Noted psychologist Robert Sellers will be the inaugural speaker in a lecture series focused on innovations in behavioral and social sciences research, presented by North Carolina Central University’s College of Behavioral and Social Sciences.

Sellers is the Charles D. Moody Collegiate Professor of Psychology and chair of the psychology department at the University of Michigan. He will speak on April 23 at 11:35 a.m. in the auditorium of the H.M. Michaux Jr. School of Education Building. His address it titled “Inspiring the Minds of African-American Researchers: Yes I Can!”

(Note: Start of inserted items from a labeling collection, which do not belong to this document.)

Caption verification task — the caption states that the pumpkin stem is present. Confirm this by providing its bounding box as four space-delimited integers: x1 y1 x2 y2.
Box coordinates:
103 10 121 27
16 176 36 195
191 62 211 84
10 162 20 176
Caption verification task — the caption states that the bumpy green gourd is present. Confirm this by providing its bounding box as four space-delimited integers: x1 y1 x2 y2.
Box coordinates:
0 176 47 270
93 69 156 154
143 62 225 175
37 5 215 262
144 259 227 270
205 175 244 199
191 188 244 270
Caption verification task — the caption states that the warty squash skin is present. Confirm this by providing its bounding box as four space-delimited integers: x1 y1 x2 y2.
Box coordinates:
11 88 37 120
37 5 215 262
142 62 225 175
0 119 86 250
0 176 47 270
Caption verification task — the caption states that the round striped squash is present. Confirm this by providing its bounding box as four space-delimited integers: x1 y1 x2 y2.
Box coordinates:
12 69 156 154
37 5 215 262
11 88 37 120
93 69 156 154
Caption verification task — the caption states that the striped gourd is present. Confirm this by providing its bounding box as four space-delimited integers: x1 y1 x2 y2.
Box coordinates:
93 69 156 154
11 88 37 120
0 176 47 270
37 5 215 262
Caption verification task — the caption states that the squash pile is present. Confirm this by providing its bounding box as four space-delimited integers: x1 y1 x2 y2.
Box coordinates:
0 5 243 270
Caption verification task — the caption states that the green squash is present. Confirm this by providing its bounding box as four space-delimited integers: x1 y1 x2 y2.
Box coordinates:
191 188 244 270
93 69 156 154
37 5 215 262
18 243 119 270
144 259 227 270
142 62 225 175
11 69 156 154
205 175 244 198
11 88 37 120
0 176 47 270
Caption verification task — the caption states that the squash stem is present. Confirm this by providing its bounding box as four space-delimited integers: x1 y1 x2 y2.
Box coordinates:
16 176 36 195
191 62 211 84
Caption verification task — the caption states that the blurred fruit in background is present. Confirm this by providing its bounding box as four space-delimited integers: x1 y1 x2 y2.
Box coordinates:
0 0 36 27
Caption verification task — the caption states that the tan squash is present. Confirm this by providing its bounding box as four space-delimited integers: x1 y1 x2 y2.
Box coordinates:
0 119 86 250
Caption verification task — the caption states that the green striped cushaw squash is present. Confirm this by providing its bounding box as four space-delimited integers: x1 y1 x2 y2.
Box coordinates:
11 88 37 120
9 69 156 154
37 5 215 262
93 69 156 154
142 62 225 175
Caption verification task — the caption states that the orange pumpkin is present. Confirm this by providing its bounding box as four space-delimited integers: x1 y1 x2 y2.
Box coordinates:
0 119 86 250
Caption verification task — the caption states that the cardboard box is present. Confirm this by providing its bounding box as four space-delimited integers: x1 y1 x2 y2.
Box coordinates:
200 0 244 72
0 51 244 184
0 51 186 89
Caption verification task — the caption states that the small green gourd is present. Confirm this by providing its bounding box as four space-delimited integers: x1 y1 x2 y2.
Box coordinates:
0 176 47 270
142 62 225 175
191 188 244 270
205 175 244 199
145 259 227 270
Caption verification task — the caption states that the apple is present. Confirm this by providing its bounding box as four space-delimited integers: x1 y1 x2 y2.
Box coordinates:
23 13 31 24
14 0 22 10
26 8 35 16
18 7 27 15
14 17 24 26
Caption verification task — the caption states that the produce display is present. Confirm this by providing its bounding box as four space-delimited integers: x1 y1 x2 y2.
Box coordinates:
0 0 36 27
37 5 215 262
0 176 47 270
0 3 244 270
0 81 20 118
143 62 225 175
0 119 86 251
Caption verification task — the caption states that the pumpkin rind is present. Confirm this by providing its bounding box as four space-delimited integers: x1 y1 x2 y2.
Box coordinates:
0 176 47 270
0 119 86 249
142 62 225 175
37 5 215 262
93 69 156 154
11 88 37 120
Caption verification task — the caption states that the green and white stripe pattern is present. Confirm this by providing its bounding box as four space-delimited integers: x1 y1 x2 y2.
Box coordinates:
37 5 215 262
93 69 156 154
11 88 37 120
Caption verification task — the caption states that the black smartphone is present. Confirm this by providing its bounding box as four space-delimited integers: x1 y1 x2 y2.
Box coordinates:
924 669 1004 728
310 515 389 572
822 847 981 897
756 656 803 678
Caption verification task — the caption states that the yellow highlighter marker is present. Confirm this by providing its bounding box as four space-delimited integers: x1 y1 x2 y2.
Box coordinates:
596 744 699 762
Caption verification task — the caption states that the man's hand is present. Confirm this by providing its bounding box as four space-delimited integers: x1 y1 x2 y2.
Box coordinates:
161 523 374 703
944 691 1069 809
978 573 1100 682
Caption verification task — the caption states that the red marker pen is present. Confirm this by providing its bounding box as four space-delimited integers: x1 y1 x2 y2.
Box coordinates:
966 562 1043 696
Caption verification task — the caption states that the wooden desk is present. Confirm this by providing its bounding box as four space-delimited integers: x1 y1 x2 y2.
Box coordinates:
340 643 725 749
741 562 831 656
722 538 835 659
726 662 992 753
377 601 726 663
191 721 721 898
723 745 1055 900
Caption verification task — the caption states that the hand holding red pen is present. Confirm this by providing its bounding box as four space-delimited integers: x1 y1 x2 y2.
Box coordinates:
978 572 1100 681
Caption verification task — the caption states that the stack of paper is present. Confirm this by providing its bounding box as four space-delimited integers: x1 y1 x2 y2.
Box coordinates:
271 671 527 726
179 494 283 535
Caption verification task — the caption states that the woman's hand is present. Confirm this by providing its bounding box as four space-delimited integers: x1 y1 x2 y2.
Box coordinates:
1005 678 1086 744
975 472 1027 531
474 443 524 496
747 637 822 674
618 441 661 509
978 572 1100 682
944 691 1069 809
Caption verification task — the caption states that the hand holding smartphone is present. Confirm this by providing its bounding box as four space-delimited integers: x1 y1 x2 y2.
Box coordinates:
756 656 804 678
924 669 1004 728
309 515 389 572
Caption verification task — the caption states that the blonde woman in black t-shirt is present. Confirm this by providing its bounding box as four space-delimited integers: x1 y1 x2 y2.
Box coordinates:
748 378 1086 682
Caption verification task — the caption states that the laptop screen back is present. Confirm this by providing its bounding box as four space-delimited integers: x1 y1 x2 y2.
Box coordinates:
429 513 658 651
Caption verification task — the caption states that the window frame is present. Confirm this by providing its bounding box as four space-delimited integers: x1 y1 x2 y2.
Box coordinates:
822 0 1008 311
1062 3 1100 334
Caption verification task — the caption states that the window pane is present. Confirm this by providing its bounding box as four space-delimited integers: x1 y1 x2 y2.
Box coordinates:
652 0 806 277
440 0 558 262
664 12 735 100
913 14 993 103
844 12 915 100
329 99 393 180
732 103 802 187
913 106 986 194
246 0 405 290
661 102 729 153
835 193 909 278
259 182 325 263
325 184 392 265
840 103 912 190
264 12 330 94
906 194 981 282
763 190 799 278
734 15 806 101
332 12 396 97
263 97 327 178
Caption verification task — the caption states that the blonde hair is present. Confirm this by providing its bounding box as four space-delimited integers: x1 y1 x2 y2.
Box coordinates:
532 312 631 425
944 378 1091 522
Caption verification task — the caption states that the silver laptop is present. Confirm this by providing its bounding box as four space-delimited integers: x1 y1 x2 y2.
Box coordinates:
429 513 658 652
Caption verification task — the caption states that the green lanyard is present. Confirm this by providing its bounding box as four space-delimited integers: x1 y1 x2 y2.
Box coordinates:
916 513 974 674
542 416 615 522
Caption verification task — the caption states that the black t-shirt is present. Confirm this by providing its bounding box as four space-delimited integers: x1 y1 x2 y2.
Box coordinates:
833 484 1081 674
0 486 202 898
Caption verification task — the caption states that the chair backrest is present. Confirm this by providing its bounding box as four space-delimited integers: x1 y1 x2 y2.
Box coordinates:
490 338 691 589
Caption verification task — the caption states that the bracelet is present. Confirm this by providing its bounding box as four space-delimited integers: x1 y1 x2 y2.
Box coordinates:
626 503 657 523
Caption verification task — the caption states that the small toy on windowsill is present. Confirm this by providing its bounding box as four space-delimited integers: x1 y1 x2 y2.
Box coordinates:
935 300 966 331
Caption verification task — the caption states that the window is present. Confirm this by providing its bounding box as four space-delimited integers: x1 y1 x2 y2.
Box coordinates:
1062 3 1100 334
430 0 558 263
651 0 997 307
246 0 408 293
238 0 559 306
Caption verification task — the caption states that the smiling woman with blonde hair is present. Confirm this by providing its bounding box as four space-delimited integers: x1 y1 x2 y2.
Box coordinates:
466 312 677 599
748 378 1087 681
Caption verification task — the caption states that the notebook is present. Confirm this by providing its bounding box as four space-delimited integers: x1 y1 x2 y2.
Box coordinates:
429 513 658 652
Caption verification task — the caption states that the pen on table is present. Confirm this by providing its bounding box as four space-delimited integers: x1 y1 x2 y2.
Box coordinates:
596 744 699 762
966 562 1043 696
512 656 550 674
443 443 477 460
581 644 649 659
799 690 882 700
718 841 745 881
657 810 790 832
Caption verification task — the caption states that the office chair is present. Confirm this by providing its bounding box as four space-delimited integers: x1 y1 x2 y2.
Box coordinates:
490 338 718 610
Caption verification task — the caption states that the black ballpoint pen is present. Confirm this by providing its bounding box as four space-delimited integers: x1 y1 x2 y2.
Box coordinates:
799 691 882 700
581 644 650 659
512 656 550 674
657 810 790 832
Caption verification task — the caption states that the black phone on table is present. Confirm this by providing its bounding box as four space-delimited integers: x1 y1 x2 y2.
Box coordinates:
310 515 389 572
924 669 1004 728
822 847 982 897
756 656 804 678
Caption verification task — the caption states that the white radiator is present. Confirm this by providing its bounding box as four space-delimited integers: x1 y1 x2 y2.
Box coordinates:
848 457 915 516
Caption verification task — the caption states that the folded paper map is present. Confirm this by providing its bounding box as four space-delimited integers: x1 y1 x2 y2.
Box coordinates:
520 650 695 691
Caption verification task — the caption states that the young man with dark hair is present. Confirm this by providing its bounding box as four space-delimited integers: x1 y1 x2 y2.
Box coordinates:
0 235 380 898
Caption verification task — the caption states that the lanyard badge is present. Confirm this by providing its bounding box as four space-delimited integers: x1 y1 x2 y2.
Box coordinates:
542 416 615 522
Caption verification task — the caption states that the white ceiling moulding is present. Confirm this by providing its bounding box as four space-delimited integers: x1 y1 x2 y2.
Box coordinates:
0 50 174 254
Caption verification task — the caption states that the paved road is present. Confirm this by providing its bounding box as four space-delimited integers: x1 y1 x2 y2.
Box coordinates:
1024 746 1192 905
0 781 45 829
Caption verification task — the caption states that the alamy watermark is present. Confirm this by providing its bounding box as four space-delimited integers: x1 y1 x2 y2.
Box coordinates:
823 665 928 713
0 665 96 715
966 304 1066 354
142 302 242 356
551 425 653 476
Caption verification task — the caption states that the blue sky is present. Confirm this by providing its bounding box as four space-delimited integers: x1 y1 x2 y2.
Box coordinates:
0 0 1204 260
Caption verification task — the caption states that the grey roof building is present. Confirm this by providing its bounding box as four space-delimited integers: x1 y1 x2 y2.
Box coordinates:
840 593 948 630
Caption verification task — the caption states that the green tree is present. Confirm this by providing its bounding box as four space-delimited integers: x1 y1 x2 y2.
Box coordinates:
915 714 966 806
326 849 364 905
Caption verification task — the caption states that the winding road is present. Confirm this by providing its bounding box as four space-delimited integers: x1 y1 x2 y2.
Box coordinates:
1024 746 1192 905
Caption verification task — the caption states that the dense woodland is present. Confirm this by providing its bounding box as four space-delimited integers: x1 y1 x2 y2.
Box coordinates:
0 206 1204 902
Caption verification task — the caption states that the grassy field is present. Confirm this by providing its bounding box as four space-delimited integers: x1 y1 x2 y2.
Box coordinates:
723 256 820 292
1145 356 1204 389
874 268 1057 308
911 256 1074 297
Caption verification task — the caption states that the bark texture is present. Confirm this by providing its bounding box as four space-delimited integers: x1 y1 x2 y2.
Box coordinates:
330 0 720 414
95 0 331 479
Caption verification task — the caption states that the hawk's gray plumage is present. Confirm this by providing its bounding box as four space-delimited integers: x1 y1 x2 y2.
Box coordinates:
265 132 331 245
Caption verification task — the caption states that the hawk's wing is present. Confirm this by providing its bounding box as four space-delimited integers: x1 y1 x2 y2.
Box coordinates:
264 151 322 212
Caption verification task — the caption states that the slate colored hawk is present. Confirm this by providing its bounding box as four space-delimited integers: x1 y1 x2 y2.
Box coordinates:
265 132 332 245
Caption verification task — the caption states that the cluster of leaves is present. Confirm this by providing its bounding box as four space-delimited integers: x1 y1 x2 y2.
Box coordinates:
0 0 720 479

A native of Cincinnati, Sellers attended Howard University, where he earned All-American honors in football as well as a Bachelor of Science degree in psychology. He went on to earn a Ph.D. in personality psychology from the University of Michigan in 1990. He taught at the University of Virginia before returning to Michigan as a professor in 1997. His research interests include ethnicity, racial and ethnic identity, personality and health, athletic participation and personality.

NCCU’s Department of Psychology is sponsoring the lecture. Dr. Pamela Martin, associate professor and department chair, said she thinks Sellers is an ideal speaker to initiate the lecture series, which is aimed at engaging students, junior faculty and others in the research process.

“Dr. Sellers is a scholar-athlete who chose to pursue academics instead of athletics for a career,” Martin said. “He not only has a distinguished research record, he is also an exemplary mentor. His research labs are often large and consist of trainees at various stages in their career, but he takes the time to foster relationships with each member and attends to their specific developmental needs. His enthusiasm and passion for creating scholarship that accurately represents and empowers communities of color is transferred to his students and fellows.”

The lecture is free and open to the public.